Darcy’s treatment was substantially more expensive but really worth every penny and, as I watched the technicians comb meticulously through my daughter’s hair, I came to a few conclusion.

It’s been noted, at times, that I’m…a bit negative. When life hands some people lemons they make lemonade. I, on the other hand, wonder why in the fuck someone named “Life” would hand anyone lemons. Even more concerning is the fact that someone would name their child “Life” but we live in strange times.

Instead of dwelling on the shitty hand I’d been dealt I decided to take a more positive approach and give thanks for my many blessing. Every cloud, after all, has a silver lining and if you’ll wait a for a few minutes while I puke after writing that last line I’ll get back on subject.

I’m thankful for my resilient liver. I’m thankful that I never caught a venereal disease in college. I’m thankful that I have a wife who puts up with me, that I have a roof over my head and three pairs of jeans, ten black t-shirts and a badass set of cowboy boots.

More pertinently I’m thankful that I don’t have lice and even more so that my wife doesn’t either. On the flip side of that thought I’m thankful that Darcy has lice. Children, after all, need to learn how to deal with adversity and public ridicule particularly when they’re only six.

Thanks. Thanks a pantload.

I’m thankful that when we went into the lice remediation establishment that there were three other children in my daughter’s class being treated for the condition. I’m thankful that we were all able to laugh about the situation and that I as able to give some poor woman who was freaked out about the stigma of having lice some measure of levity and comfort but not in a sexual way because I’m married and this is a PG site.

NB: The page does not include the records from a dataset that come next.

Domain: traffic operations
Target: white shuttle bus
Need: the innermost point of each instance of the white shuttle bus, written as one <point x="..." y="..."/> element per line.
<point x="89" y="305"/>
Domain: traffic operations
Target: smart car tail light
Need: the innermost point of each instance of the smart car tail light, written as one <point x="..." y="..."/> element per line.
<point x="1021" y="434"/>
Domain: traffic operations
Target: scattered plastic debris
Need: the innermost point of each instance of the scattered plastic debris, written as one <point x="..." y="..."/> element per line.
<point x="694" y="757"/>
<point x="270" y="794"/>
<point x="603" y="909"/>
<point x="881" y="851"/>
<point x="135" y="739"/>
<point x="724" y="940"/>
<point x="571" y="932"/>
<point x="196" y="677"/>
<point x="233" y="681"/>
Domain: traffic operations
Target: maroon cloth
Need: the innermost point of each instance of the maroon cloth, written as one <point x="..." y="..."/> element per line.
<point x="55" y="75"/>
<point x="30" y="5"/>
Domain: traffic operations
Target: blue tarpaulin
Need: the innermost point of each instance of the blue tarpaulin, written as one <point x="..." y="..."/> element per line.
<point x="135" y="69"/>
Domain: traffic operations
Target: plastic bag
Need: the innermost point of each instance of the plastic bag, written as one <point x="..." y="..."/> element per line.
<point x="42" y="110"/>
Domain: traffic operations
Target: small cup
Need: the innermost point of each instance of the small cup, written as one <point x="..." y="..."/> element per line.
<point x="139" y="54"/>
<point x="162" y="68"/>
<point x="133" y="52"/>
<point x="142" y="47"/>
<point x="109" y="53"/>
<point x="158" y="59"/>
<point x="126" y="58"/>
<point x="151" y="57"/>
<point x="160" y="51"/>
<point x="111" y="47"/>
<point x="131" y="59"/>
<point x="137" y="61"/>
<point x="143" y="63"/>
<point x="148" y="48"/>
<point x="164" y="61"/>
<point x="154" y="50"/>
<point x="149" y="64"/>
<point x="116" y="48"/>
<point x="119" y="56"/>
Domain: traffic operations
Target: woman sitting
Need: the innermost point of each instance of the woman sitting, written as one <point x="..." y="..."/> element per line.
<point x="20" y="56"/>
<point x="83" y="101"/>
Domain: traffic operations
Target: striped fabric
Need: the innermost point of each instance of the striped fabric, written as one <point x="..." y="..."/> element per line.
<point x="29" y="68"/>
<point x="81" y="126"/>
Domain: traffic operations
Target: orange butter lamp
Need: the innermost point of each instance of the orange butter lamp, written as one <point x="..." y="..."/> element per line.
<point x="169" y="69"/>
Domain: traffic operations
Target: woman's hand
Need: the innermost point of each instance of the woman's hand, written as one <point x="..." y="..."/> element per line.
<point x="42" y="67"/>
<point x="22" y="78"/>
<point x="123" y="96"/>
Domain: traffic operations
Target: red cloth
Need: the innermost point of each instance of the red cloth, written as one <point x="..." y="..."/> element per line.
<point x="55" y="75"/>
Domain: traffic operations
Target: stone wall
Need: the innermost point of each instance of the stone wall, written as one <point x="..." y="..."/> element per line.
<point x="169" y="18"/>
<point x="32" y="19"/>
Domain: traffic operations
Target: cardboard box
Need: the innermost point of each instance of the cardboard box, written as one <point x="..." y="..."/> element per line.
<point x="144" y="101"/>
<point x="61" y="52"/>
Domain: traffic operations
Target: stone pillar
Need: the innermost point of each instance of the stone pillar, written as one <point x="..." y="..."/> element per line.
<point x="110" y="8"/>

I’m thankful that this opportunity has given me a chance to vacuum the living hell out of anything that can’t be thrown into a laundry machine. I’ve never thoroughly vacuumed the underside of eight padded chairs, four mattresses and a few thousand stuffed animals before and I’m thankful that, with the proper measures, I’ll never have to do so again.

More than anything however I’m also thankful that I had the chance to spend over $200 to remove all of the lice and the nits from my daughter’s hair. The money could have been used for a more enjoyable purpose like a prostate massage or a trip to Florida to visit my parents but it looks like those pleasures will be put off for… well at least for a few years now.

I am thankful I haven’t sat on my balls for two days in a row.

I’m thankful that I have four metric tons of laundry to do in eight hours.

I am thankful that I have a college degree but, now that I’m a stay at home dad, I’m really not sure why and now I’m thankful I have a therapist on call because I’m getting, just a bit, depressed from being so thankful.